When Danny won the contest, he was overjoyed!

"It was amazing because I knew this was not only my dream," he said.

This was his chance to return to a place he loved to bring joy and positivity to the community that gave him so much.

With support from Delta, Danny traveled to Medellín to provide an afternoon of carefree fun for the kids of Niños del Sol.

It was a day full of face-painting and crafts...

...puppets and games...

...and plenty of music and dancing.

For a few hours, the children weren't patients. They were just kids. The way it should be.

"For me, they are only children," Danny said. "And we have a party as children."
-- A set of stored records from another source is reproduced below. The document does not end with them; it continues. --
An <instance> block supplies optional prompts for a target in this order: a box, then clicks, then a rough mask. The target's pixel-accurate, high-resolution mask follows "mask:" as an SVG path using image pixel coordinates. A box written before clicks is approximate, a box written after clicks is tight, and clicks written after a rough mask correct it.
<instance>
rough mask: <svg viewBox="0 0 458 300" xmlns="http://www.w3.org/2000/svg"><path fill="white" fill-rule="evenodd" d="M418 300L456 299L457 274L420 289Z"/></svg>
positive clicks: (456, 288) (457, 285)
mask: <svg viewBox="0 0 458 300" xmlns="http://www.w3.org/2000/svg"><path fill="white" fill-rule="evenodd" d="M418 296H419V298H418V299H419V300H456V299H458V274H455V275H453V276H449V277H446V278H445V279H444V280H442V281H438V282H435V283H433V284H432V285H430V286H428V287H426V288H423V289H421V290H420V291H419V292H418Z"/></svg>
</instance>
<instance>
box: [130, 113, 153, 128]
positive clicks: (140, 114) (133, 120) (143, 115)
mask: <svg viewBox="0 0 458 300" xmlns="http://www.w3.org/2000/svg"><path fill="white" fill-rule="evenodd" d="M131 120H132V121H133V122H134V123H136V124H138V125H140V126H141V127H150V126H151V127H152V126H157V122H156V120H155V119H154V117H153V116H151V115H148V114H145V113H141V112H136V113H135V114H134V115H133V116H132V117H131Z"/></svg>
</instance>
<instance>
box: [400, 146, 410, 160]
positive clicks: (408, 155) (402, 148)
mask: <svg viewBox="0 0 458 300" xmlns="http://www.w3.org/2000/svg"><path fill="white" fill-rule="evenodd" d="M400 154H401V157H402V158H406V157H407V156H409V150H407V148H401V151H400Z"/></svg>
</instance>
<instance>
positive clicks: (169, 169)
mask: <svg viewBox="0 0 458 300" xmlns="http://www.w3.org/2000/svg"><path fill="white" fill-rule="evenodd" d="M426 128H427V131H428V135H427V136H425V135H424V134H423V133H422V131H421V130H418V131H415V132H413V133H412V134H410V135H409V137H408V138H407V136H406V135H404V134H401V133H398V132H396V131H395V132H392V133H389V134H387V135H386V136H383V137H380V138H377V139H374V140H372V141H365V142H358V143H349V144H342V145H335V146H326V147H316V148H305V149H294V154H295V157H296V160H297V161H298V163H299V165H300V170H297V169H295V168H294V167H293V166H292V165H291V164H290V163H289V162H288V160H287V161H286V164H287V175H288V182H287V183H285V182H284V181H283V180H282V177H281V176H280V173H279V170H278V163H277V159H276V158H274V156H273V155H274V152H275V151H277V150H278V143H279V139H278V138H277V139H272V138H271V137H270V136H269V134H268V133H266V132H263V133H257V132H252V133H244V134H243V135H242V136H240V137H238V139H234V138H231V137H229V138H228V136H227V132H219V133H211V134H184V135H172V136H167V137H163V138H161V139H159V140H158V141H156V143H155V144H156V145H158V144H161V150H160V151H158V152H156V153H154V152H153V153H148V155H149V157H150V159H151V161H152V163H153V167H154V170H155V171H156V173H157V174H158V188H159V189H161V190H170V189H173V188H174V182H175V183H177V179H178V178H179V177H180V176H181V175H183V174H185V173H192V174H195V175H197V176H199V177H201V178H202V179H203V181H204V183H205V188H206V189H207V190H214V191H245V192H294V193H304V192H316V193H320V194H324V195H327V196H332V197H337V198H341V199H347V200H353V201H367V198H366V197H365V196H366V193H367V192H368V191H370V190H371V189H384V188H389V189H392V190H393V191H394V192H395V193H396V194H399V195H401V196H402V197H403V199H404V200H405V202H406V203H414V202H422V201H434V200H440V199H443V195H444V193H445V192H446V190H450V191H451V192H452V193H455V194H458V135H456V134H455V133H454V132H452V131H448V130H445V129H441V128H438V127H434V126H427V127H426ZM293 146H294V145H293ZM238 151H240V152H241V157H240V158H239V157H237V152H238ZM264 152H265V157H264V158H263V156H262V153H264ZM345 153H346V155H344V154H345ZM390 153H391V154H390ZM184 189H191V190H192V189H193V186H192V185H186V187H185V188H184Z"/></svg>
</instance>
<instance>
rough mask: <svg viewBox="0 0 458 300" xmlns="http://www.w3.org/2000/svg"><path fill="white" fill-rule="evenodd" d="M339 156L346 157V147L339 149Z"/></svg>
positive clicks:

Danny hopes to put together a show with the help of a New York-based dance academy to raise money and awareness for Niños del Sol. And he became close with Paula, the group's director.

Danny, Paula and a few of the children of Niños del Sol.

"Paula is very paisa, so we really match really good," he said with a laugh. "We talk almost every day, and we are keeping in touch through Facebook."

While his win earned him an unforgettable trip, Danny remains humble and hopeful.

He said the reason he did this was for visibility — not for himself, but for anyone struggling with the stigma around HIV.

"I don't want to be famous ... I want visibility," he said. "To have visibility, you can change minds."

Because in the end, he's doing it especially for the kids. "The most important thing: The children are there, and they need us."